I don't know if you'd really call these PWAs, since there's nothing progressive about them — there almost needs to be a different term for these apps that need the high-trust APIs to do anything-at-all. For the sake of discussion, I'll refer to these as "Elevated Web Apps" (EWAs), since they require elevated permissions to be useful.

It's only these Elevated Web Apps that would benefit from having what the GP called "meta-security": the ability to interact with the OS security on a per-webapp basis, through e.g. an Android-like install-time gate where the app presents a capabilities manifest (displayed to the user as a set of permissions it wants) and the user makes a decision of whether to accept that.

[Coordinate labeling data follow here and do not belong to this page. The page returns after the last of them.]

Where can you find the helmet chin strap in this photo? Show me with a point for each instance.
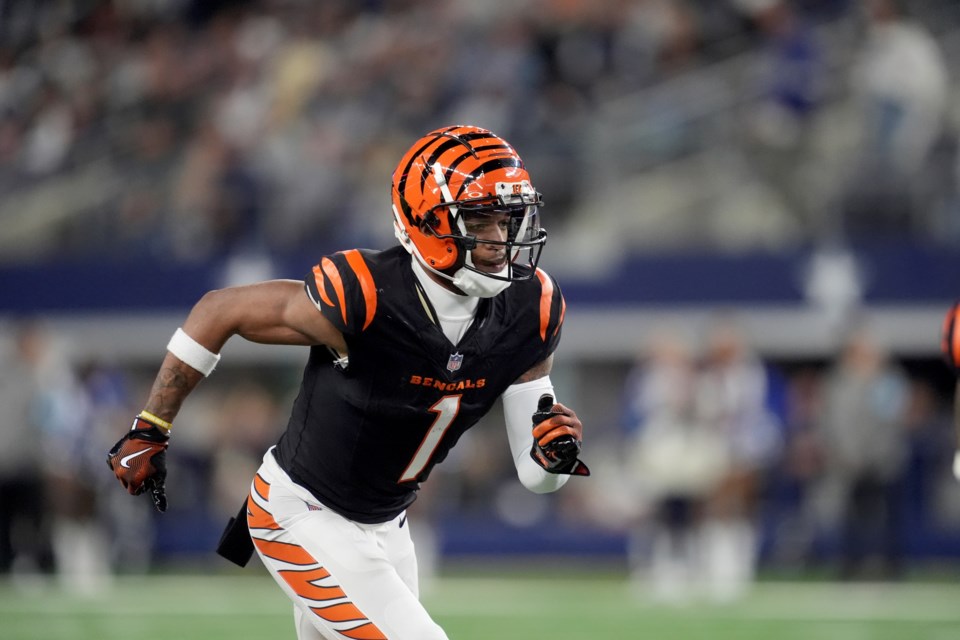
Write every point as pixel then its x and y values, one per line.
pixel 474 283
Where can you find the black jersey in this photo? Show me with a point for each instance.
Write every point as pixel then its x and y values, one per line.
pixel 363 434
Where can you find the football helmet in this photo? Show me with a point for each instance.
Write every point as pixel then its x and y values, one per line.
pixel 464 171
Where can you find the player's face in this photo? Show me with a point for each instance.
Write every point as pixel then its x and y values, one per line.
pixel 493 227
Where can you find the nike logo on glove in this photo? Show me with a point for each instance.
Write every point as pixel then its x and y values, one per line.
pixel 125 459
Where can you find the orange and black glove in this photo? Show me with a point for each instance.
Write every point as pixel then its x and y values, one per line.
pixel 139 460
pixel 557 438
pixel 950 338
pixel 950 348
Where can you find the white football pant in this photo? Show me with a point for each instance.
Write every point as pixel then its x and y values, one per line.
pixel 346 579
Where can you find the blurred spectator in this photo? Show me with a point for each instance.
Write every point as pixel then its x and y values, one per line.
pixel 865 443
pixel 902 86
pixel 25 538
pixel 792 82
pixel 675 460
pixel 732 399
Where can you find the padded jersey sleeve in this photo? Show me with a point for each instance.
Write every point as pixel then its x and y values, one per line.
pixel 342 288
pixel 552 310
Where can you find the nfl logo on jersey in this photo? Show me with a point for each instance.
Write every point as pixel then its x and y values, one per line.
pixel 456 359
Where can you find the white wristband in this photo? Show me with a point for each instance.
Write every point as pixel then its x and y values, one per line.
pixel 192 352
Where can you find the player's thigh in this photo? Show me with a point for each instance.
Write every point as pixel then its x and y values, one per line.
pixel 338 572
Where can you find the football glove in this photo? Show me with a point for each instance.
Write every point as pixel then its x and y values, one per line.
pixel 950 338
pixel 556 445
pixel 139 461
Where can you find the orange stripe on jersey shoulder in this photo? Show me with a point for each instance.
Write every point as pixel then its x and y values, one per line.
pixel 546 298
pixel 951 334
pixel 331 272
pixel 367 285
pixel 285 552
pixel 321 287
pixel 366 631
pixel 563 313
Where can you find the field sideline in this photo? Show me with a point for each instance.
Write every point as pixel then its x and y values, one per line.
pixel 240 607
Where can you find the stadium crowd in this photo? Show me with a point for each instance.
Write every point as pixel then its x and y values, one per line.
pixel 190 130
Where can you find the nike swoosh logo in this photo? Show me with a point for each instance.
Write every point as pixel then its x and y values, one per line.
pixel 125 459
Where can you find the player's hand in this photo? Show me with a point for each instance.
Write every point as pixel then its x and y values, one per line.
pixel 557 438
pixel 950 338
pixel 139 460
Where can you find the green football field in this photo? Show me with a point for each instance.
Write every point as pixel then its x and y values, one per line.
pixel 578 607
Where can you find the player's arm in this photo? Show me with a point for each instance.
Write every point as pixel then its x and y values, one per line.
pixel 273 312
pixel 521 402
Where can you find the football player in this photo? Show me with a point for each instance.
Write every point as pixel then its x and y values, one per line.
pixel 409 348
pixel 950 347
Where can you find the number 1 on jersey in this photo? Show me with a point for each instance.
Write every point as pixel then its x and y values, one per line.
pixel 446 409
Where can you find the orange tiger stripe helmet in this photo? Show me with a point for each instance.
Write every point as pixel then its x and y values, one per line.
pixel 460 171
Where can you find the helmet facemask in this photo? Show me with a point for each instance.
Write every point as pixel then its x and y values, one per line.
pixel 445 186
pixel 517 205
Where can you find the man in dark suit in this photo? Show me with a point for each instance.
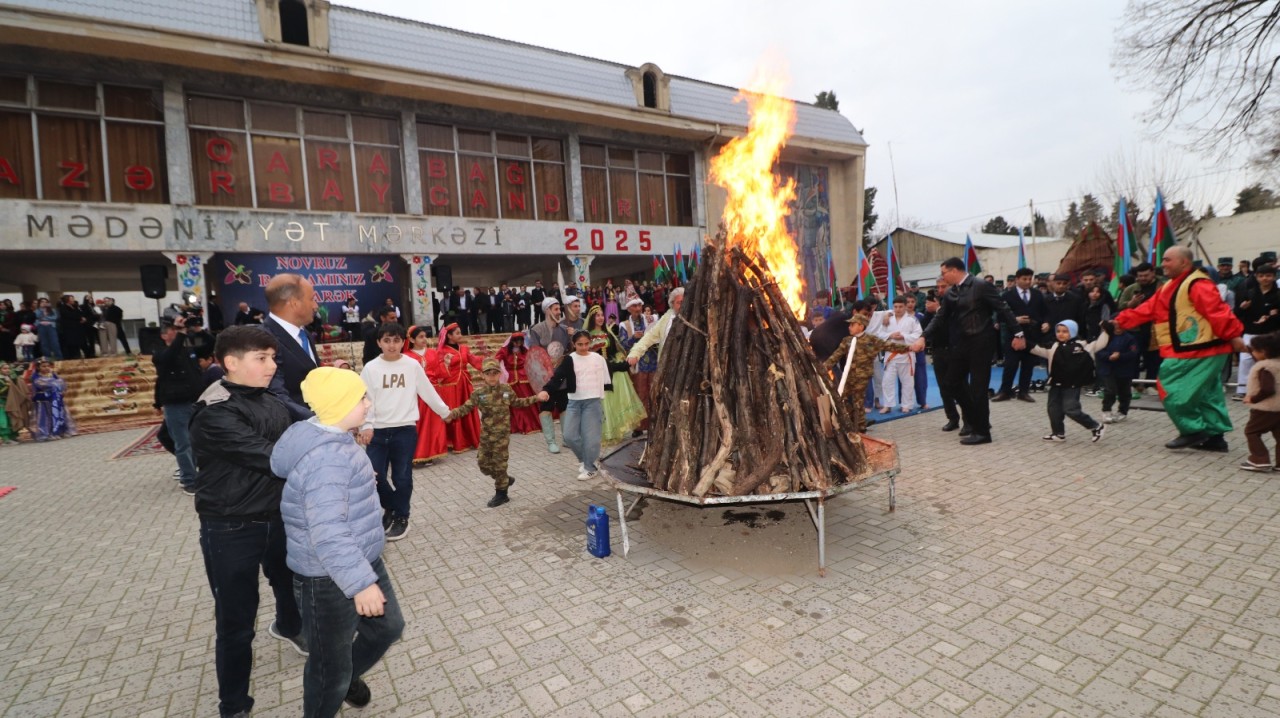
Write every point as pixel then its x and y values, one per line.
pixel 965 316
pixel 1028 306
pixel 292 305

And, if Apple simply neutered PWAs rather than removing them, it's only these Elevated Web Apps that people would "miss out on."

As cool as PWAs are as a technology, these Elevated Web Apps are a true minority or them — maybe 1% or so.

And — at least as far as I know — almost all Elevated Web apps only exist for one of two reasons:

1. to serve use-cases that users with access to native apps from an app store, just have no reason to care about. (Specifically, they were developed to allow users to accomplish native-app-equivalent things on OSes that don't support any kind of native apps — like FirefoxOS nee KaiOS, or early ChromiumOS.)

2. to benefit the developer at the user's expense, by forcing the user to give the developer permissions that allow the developer to spy on the user more effectively, before the app will work — but where the app doesn't actually do anything with these permissions to serve the use-case. (I've seen a few scammy Chinese dating sites demand to be installed as a PWA for this reason.)

In other words: on iOS, at least, you probably won't miss them! (Especially with the third-party App Store ruling also in place in the EU! Things like emulators don't need to be relegated to "WASM running in a PWA" any more; in the EU, they can just be third-party-store apps!)